Пора было уходить. Но солдатам тоже что-то мешало сделать первый шаг к двери. Словно что-то оставалось несказанным.
Они было уж встали, разметав ненароком ребячью мебель, но появилась запыхавшаяся кладовщица, подала Виктору баян и просительно сказала:
— Играет кто из вас?
Виктор пожал плечами и неуверенно оглядел солдат. Поставил баян на столик. И сразу же к нему потянулся Василенок. Привычно вскинул ремень на плечо, развернул мехи, и баян как-то облегченно, протяжно вздохнул, А потом, попробовав детский столик на прочность и сдвинув с края порожние миски, Василенок сел на него, как на табурет, наклонился торчавшим из бинтов ухом к баяну и осторожно рассыпал пригоршню чистых, прозрачных звуков.
И все остались как были: одни — продолжая сидеть, другие — стоя, в накинутых шинелях и уже сделав шаг к выходу. Женщины, сбившись стайкой, придвинулись к баянисту. А он спокойно и медленно, будто не на войне, будто и не на людях, пробовал певучие лады, заплетал неторопливую, задумчивую мелодию. И была эта мелодия незнакомой, не слышанной никогда прежде и вместе с тем не чужой. Была она очень своей, русской, деревенской, и простой, и в то же время загадочной, как просты и загадочны земля, небо, сама жизнь.
Рассвет подступил ближе и теперь заглядывал в окна откуда-то из-за соседних с усадьбой кленов. От него не стало ни теплее, ни мягче, только тревожнее.
Василенок, не меняя позы, сидел, склонив голову набок, вслушиваясь в творимую им песню, и теперь уже было видно лицо его — серьезное и отрешенное. Его слушали так же серьезно, задумавшись, и никто не заметил, как мелодия, казалось, только что сочиненная самим баянистом, перелилась вдруг в знакомую, запетую за деревенскими хмельными столами песню. И была она и той, и не той, словно вслед за людьми, отхлебнув от чаши войны, переменилась и песня.
Василенок играл негромко, и так же негромко и осторожно лег на музыку чистый певучий голос. Не сразу разобрал Виктор, кто поет, и лишь по тому, куда повернули головы стоявшие за спиной баяниста колхозницы, понял.
Пел красивый кудрявый парень в грязной, обожженной пилотке. Пел, продолжая сидеть, так, словно с кем-то тихо, печально разговаривал. Словно бы думал... Вспоминал.

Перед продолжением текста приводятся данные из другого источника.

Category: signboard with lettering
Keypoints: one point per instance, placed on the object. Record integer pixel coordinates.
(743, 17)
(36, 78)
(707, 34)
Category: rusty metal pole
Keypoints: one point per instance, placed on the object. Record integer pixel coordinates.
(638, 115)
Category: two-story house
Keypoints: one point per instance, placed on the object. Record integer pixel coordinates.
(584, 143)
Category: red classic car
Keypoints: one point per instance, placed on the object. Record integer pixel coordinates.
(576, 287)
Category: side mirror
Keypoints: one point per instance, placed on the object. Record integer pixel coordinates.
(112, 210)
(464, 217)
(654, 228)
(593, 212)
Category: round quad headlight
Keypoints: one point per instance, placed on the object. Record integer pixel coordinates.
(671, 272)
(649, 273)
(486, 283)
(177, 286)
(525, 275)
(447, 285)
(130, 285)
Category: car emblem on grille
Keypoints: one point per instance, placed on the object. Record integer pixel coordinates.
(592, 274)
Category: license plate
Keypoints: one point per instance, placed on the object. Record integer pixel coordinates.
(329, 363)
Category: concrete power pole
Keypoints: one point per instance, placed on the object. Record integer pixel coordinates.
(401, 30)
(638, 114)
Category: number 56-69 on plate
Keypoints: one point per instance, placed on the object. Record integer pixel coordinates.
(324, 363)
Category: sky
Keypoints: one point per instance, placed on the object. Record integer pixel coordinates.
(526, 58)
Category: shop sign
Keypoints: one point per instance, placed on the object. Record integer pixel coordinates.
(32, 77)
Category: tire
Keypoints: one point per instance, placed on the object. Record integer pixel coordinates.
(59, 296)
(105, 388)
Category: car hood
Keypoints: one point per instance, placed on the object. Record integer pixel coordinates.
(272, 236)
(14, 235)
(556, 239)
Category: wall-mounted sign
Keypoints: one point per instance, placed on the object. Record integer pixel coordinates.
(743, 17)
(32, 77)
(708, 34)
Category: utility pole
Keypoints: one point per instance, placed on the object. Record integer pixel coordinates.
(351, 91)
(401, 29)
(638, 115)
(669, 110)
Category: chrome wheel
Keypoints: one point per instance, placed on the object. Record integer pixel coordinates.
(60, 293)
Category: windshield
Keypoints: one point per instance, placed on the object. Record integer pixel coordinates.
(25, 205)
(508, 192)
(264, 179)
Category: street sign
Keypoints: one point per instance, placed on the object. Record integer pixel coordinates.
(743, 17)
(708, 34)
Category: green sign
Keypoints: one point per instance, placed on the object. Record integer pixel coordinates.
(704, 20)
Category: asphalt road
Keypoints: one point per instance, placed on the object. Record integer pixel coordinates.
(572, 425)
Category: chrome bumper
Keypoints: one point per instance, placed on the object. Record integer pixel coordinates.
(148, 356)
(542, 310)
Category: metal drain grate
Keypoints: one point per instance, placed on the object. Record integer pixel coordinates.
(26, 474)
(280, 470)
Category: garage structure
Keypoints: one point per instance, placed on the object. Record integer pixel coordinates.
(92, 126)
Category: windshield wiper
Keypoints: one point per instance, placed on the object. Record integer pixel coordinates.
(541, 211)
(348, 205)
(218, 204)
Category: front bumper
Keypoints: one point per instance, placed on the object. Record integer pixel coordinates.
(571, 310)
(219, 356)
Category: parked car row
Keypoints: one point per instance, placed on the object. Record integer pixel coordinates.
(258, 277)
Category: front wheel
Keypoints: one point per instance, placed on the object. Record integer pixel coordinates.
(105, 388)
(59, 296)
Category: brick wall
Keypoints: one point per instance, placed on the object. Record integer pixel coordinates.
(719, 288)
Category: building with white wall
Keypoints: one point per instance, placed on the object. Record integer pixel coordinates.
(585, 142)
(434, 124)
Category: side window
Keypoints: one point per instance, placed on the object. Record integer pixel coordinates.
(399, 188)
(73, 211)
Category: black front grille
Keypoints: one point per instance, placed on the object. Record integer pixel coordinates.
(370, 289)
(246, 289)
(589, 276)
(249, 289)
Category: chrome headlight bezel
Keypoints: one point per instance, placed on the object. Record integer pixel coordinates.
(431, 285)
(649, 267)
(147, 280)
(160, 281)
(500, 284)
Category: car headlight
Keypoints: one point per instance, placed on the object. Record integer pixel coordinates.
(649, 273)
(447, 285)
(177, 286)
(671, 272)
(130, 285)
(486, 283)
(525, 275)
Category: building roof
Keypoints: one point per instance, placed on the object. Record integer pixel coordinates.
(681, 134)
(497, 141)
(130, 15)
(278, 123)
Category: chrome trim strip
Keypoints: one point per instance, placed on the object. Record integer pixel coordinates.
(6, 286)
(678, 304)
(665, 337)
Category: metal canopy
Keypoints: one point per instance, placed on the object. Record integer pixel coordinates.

— Шу-мел ка-мыш, — рассказывал его свободный, без малейшего напряжения голос. — Де-ре-вья гнул-лись. А ноч-ка те-мная бы-ла...
И Виктор удивился тому, как целомудренно звучит эта разудалая, лихая, пьяная песня.
— Од-на воз-люб-лен-ная па-ра, — выше поднимал парень, и голос его креп, наливался волнением, звенел тоской и разлукой.
Ему никто не мешал, не пробовал вступить, подтянуть. Никто не решался прикоснуться к очистившейся и словно рожденной заново песне. Она рвалась к потолку, билась в рассветные окна. И была в ней отчаянная, пронзительная тоска по шальным деревенским свадьбам, праздничным богатым застольям, по вольным — до утра — гулянкам и тайным свиданиям где-нибудь за селом.
Певец поднялся из-за стола, прошел к дальнему окну. Баян вполголоса повторил последнюю фразу. И снова, припав к музыке, взметнулся в отчаянии голос:
— Всю ночь гу-ляа-ла до ут-ра...
Виктору стало беспокойно за парня: а вдруг сорвется?.. Но голос летел по-прежнему легко и свободно, и, казалось, нет ему конца, нет предела.